Douglas Asphalt was founded in 1971 by Spivey’s father and another business partner. Spivey became the first employee when he was 20 years old. His son, Kyle Spivey, joined the firm at age 21 and worked his way up from a project manager to supervisor of operations. Together, the family built the company into a $140 million-a-year business, Spivey said.

But as a result of the dispute with GDOT, Douglas Asphalt could no longer get state paving contracts. The company closed and about 550 employees lost their jobs. It was a big hit to the economy in the tiny southeast Georgia city of Douglas (population 11,589), where the company was headquartered, said JoAnne Lewis, president of the Douglas-Coffee County Economic Development Authority.

Everybody knew somebody who had been laid off from Douglas Asphalt.

“The loss of those jobs were just devastating to this community,” Lewis said.

Over the past nine years, Douglas Asphalt has filed numerous lawsuits against GDOT or state transportation officials in Cherokee, Coffee, Fulton, Glynn, Gwinnett and Turner counties and in federal court. The company has yet to prevail in a single claim against the state.

But the company was handed a huge victory in 2009, when a jury returned a $150 million verdict in the U.S. District Court, Southern District of Georgia, against a testing company hired by GDOT. Applied Technical Services was paid by GDOT to determine the amount of lime in the asphalt samples. Douglas Asphalt successfully argued that the test it used was not scientifically valid — and that GDOT officials knew it.

It wasn’t the first time GDOT’s testing procedures had been castigated. Superior Court judges in Fulton and Turner counties also ruled the state’s tests inadmissible at trial.

But the federal jury’s verdict against ATS was overturned by the 11th U.S. Circuit Court of Appeals. The court ruled that ATS was not responsible for the harm to Douglas Asphalt because it performed the tests in the manner specified and required by GDOT.

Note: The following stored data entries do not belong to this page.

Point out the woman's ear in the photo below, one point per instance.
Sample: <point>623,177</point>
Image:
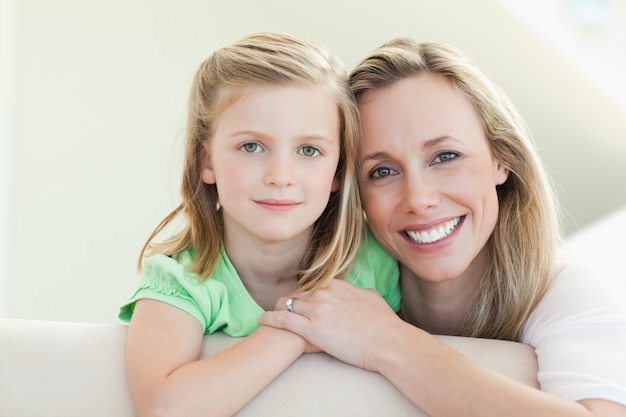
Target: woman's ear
<point>500,173</point>
<point>208,175</point>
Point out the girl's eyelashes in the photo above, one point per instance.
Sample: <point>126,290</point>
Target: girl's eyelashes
<point>254,147</point>
<point>309,151</point>
<point>381,172</point>
<point>251,147</point>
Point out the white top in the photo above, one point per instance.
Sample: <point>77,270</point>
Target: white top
<point>578,331</point>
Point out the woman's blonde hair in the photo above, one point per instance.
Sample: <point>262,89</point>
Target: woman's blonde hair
<point>522,248</point>
<point>265,59</point>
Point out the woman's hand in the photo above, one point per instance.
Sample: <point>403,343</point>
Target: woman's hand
<point>342,320</point>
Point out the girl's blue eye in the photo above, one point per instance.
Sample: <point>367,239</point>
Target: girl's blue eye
<point>251,147</point>
<point>309,151</point>
<point>382,172</point>
<point>445,157</point>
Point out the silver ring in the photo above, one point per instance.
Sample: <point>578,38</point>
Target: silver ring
<point>289,304</point>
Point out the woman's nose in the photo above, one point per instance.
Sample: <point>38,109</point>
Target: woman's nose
<point>419,194</point>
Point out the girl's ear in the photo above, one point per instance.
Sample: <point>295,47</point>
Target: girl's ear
<point>208,175</point>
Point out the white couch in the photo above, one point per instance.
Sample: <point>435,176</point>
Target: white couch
<point>58,369</point>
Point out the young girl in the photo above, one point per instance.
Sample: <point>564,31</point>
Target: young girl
<point>271,205</point>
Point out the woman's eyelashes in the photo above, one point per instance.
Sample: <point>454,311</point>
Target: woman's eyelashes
<point>445,156</point>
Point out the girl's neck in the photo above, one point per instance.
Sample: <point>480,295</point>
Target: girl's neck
<point>438,307</point>
<point>267,270</point>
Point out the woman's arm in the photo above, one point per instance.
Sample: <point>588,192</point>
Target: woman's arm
<point>166,376</point>
<point>358,327</point>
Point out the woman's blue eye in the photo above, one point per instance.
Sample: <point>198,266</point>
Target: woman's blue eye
<point>381,172</point>
<point>251,147</point>
<point>445,156</point>
<point>309,151</point>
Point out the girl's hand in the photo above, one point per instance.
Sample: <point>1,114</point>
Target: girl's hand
<point>343,320</point>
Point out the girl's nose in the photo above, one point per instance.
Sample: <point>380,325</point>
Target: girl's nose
<point>280,171</point>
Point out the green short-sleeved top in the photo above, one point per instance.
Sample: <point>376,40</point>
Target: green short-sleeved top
<point>222,303</point>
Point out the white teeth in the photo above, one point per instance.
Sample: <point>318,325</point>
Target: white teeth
<point>435,234</point>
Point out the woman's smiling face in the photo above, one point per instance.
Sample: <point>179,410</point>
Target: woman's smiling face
<point>427,176</point>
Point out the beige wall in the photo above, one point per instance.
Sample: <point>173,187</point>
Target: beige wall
<point>95,110</point>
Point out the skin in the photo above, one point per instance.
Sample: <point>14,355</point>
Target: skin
<point>273,157</point>
<point>425,163</point>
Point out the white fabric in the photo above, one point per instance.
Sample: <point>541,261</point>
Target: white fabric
<point>56,369</point>
<point>578,331</point>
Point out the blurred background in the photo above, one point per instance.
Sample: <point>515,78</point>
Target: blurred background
<point>93,102</point>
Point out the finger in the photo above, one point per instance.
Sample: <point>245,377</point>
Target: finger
<point>283,319</point>
<point>294,305</point>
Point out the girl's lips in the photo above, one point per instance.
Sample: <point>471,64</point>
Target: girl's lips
<point>277,205</point>
<point>435,234</point>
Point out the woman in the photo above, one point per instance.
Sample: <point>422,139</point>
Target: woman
<point>453,188</point>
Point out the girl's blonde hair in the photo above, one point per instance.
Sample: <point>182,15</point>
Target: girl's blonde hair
<point>265,59</point>
<point>522,248</point>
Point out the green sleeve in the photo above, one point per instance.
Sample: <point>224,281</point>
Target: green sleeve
<point>375,268</point>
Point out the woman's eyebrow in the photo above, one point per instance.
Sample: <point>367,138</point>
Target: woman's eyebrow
<point>376,156</point>
<point>431,143</point>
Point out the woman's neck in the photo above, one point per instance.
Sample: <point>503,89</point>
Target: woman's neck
<point>267,270</point>
<point>438,307</point>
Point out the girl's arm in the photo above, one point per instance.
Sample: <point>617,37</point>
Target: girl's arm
<point>358,327</point>
<point>166,376</point>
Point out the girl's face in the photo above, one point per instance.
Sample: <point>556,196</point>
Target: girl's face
<point>273,158</point>
<point>428,179</point>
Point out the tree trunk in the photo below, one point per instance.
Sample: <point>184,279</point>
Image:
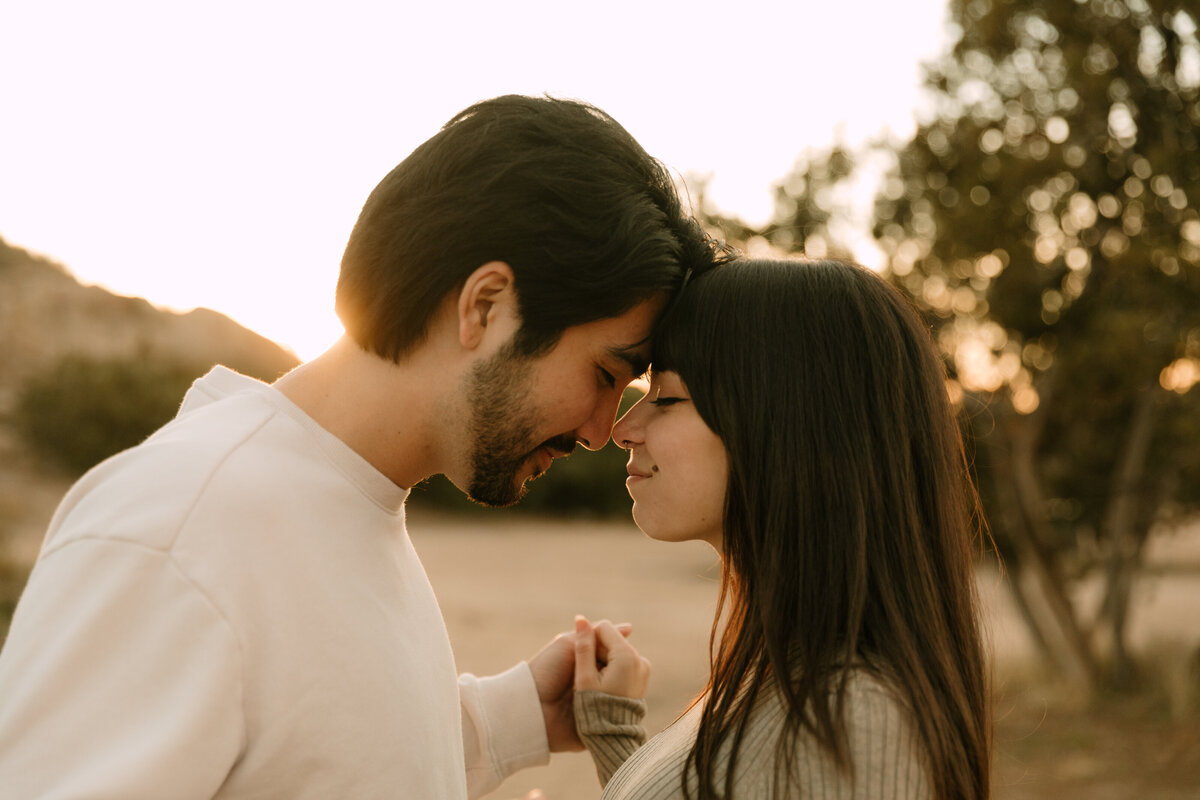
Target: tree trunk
<point>1073,654</point>
<point>1119,528</point>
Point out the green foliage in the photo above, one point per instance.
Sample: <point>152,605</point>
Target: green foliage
<point>82,410</point>
<point>1047,220</point>
<point>1044,218</point>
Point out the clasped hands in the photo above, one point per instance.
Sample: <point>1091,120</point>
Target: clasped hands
<point>591,657</point>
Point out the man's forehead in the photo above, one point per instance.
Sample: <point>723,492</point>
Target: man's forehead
<point>636,356</point>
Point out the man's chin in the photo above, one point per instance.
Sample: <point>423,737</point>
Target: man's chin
<point>497,495</point>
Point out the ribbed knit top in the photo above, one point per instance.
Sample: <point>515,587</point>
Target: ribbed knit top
<point>886,762</point>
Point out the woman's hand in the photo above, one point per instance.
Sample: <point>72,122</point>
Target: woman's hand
<point>605,661</point>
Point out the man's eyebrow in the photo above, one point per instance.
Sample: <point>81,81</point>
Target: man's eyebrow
<point>637,362</point>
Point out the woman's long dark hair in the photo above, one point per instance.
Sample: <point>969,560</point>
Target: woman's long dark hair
<point>850,521</point>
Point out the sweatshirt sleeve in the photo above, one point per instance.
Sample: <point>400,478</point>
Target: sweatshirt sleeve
<point>119,678</point>
<point>611,727</point>
<point>503,729</point>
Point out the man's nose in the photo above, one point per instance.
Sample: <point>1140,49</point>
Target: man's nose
<point>594,433</point>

Now Douglas Asphalt has pinned all its hopes on the case against GDOT set for trial in Turner County. But with the testing evidence ruled inadmissible, the crux of the case becomes audits conducted by the state. The audits show Douglas Asphalt did not have records of receipts showing enough lime was purchased for the project.

Savage conceded that the company’s records were imperfect, but he said the receipts weren’t there because Douglas Asphalt traded with other vendors for lime. The cost of hydrated lime at the time was about 70 cents per ton, which for the I-75 paving project added up to about $350,000 — a small sum considering it was a $55 million contract.

“The stuff is cheap,” Savage said. “You wouldn’t cut corners on this.”